I LOVVVVE Avery! I wanted to use it if we have a boy, but then I got worried maybe it'd be too popular of a girls name by that point!


----------



## SarahDiener

Just think (I know it's not his first name...) Avery from Greys Anatomy ;)


----------



## MrsBurton09

I have never heard of Avery being a boys name..it is a girls name where I am from I suppose idk. If this was a girl we agreed on ava lynn to go with aubree leeanna. :) but we got a boy which I am totally excited about just picking a name for him is getting too me.

We first agreed on Elijah James but now I just want more options.


----------



## Miaw

What about Rohan? or Elros? They are fantasy names, and while others have names their little boy like that there definitely not many of them around.


----------



## kbf48

my brother is called Brodie Ethan! its your baby who cares what anyone else says! i love the name Elijah!


----------



## lilylock

I like James the best of the two


----------



## MrsBurton09

lilylock said:


> I like James the best of the two

Thanks James is the middle name. We need a first name but can not agree on anything. :nope:


----------



## try4girl2

MrsBurton09 said:


> I have posted about needing help with a name before. I got a good list of names from several ppl but still no name that rly does it for me. I am getting so annoyed to the point of crying..
> 
> This is what we have even though I don't wanna pick either of these names.
> 
> Elijah James Burton
> or
> James Branham Burton Jr. (p.s. I hate jr. names but my husband rly wants the baby to be named after him.)
> 
> I need more options. Bc I am not going to settle with just a name that I don't care for. I don't like any of the ayden type names and names that end with on bc it doesn't go well with our last name. Please I like new fun modern names. I picked Brody James but everyone says absolutely not and if I did name my son that they would call him something else.

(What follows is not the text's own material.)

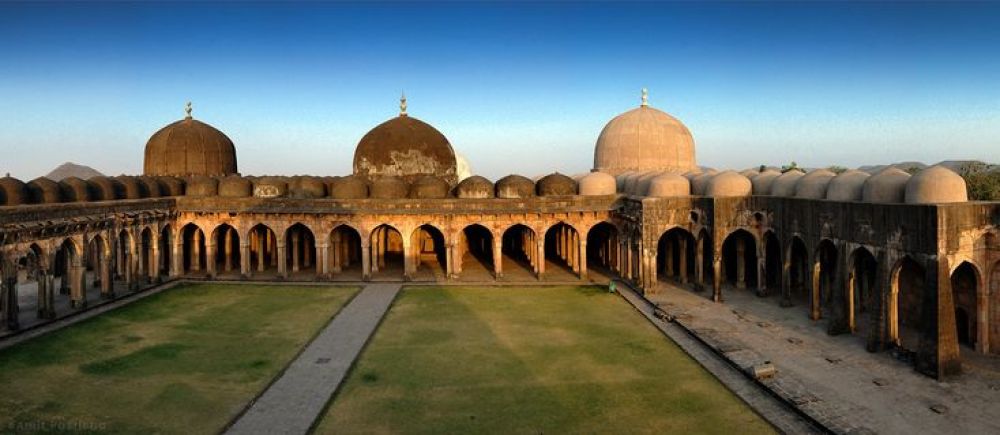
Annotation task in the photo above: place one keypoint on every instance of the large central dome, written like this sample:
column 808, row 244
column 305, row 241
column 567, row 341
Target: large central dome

My family said the same thing about my Son I named him Gabriel and they weren't going to call him that and after he was born they got over it. 

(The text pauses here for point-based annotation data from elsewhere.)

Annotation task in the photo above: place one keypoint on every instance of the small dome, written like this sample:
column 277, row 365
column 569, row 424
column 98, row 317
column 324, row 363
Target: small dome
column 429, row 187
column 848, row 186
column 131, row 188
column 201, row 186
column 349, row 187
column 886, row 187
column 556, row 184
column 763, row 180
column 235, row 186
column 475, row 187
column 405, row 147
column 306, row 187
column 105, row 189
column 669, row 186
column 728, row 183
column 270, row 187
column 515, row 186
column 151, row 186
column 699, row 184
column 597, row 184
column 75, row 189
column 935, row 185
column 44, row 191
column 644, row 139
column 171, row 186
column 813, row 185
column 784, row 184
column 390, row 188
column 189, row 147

I really like the boy names of 

Kyler
Greyson
Kale


----------



## kiwipauagirl

Ethan James
Rylan James
Haylen James

Good luck. Boys names can be very hard to pick.


----------



## Ready4Babe

I like Tyler James or Garrett James. We are naming ours Caden if its a boy...I think Caden James would go well. Really anything will go with James.


----------



## silver_dimond

I like Elijah x 
Finley James
Oliver james
Christopher James
Harrison James
Aidan James
Isaac James


----------



## kittycat18

Oh wow! I didn't even know you were pregnant again. I remember you from Teen Pregnancy when you were pregnant with your daughter! Congratulations :flow: I like Elijah tbh but how about...

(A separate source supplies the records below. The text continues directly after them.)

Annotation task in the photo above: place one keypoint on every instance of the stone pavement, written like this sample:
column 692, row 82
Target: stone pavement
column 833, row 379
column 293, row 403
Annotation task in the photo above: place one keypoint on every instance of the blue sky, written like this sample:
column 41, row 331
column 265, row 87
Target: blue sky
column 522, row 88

Jacob, Jaxson, Jace, Jacoby, Cody or Kody, Tyson, Xander, Russell...


----------



## Mickey1994

Brody James is really cute! If you like it then you should use it. It doesn't matter what others say. Kylin James is also really cute. My friend is naming her son Tylin, which is similar.

Rylan James
Ethan James
Parker James
Cooper James
Bentley James
Cason James
Cayton James


----------



## Odd Socks

our boy names were benjamin, joshua & toby. middle name michael.
they don't seem to be the same "type" of names you like, but just throwing them in there anyway :)
xx


----------



## smiler123

Arthur
George
Thomas
Oliver

All flow nicely with James as middle name...

:)


----------



## MrsBurton09

Thanks everyone. I still have no clue what our son's name will be we cant seem to agree on anything lol....picking a name is so important.


----------



## Midnight_Fairy

You will know when you see him xx


----------



## prettyinblue

What about Bernard John?


----------



## MikaylasMummy

My two other top faves apart from my sons name koby were Carter and Lennox


----------



## try4girl2

I agree we have three boys names picked out. And two girl names but not a middle. We are team yellow. I think that when we see him or her we will know. Good luck.


----------



## LaraJJ

How about:

Heath James
Casey James
Corey James
Eli James
Mikey James
Kieran James
Liam James
Harley James


----------



## _Natalie_

Heya, my OH is called James and although he's said he doesnt want our LO names after him, I want to use James either as a middle name too, or have Jamie as his first name!!

My suggestions are:

Rory James
Patrick James
Ryan James
Alfie James
Jack James

I cnt decide on a name either, and our little boy is due in less than a week!!


----------